Sie hätten weiterhin geringere Chancen auf dem Arbeitsmarkt, beim sozialen Status, bei der Schulbildung und bei der Beteiligung an politischen Entscheidungsprozessen.

2011 wurde in einer Studie erneut festgestellt, dass immer noch viele Sinti-Kinder entweder gar nicht oder nur unzureichend beschult würden. Dadurch bliebe oft auch eine berufliche Ausbildung aus und ergäben fast zwangsläufig auch prekäre wirtschaftliche und soziale Verhältnisse.

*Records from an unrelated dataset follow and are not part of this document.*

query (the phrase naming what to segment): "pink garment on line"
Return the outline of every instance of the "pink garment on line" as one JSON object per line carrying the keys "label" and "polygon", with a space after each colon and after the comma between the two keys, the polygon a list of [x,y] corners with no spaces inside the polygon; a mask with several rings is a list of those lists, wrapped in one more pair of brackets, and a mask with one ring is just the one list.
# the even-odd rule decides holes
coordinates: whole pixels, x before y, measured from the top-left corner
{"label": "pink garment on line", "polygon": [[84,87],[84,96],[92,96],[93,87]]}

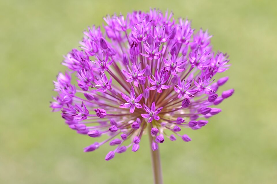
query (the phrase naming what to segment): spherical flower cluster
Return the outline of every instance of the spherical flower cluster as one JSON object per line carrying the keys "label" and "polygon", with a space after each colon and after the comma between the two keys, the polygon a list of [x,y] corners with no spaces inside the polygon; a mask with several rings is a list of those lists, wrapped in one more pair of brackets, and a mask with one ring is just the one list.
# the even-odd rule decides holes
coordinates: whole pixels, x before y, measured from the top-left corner
{"label": "spherical flower cluster", "polygon": [[137,151],[147,132],[154,151],[167,139],[190,141],[181,129],[205,126],[221,111],[214,106],[234,92],[217,93],[228,77],[214,79],[228,69],[228,56],[213,51],[207,31],[173,16],[155,9],[107,16],[104,32],[89,27],[80,49],[64,56],[68,70],[54,82],[51,107],[77,133],[107,137],[84,151],[108,142],[115,148],[108,160],[130,147]]}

Erst Ende der 1990er Jahre wurden Sinti als „deutsche Minderheit“ anerkannt.

Vorangegangen war ein langer (und bis heute andauernder) Kampf um gesellschaftliche Akzeptanz, rechtliche Gleichstellung und Chancengerechtigkeit.

Aus den Aktivitäten der Bürgerrechtsbewegung der 1970er Jahre, die besonders mit dem Wirken des Bürgerrechtlers Romani Rose verbunden ist, ging 1982 die Gründung des „Zentralrats Deutscher Sinti und Roma“ in Heidelberg hervor.

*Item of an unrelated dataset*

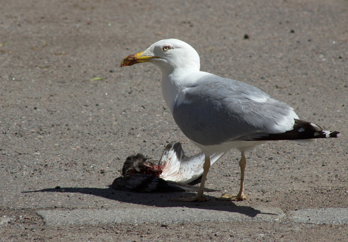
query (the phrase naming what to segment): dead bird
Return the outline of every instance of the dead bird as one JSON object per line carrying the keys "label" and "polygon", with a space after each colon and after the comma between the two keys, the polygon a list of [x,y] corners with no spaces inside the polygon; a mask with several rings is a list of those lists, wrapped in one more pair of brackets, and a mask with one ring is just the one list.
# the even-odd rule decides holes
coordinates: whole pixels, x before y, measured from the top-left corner
{"label": "dead bird", "polygon": [[[211,156],[211,165],[224,154],[216,153]],[[122,169],[123,176],[114,180],[112,187],[137,192],[198,190],[198,187],[188,184],[199,179],[203,173],[203,152],[188,157],[181,143],[172,142],[166,147],[159,162],[150,159],[140,153],[127,157]],[[204,190],[218,190],[205,188]]]}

Heute leben in Deutschland ca. 80 bis 120.000 Sinti deutscher Staatsbürgerschaft. Fast alle sind mittlerweile sesshaft. Es wirken jedoch immer noch Vorurteile und Klischees, es äußert sich manchmal gar Hass. Ein Grund liegt sicher in der starken Kraft der Überlieferung.

Über Jahrhunderte bewahrten sich die Sinti nicht nur ihre eigene Sprache (Romanes), sondern auch ihre Kultur. Die besondere Bedeutung der Familie und familiärer Hierarchien, interne Formen der Konfliktregelung, traditionelle Meidungsregeln und Umgangsgebote, spezielle Bräuche, Ernährungsgepflogenheiten sowie die gemeinschaftsstiftende Funktion der mündlichen Erzählung bzw. der Musik sind Tradition. In der Berufstätigkeit vieler Sinti-Familien wirken diese Traditionen ebenfalls fort. Ein Teil der Sinti ist immer noch im reisenden Unterhaltungsgewerbe, im Zirkuswesen oder auch im selbstständigen Handel (Kraftfahrzeuge, Antiquitäten, Schrott) tätig.

Ein weiteres wichtiges Element ist die Religion. Die Mehrheit der Sinti ist katholisch oder bekennt sich zu den evangelischen Freikirchen. Auch geringe Formen des Volksglaubens sind noch verbreitet.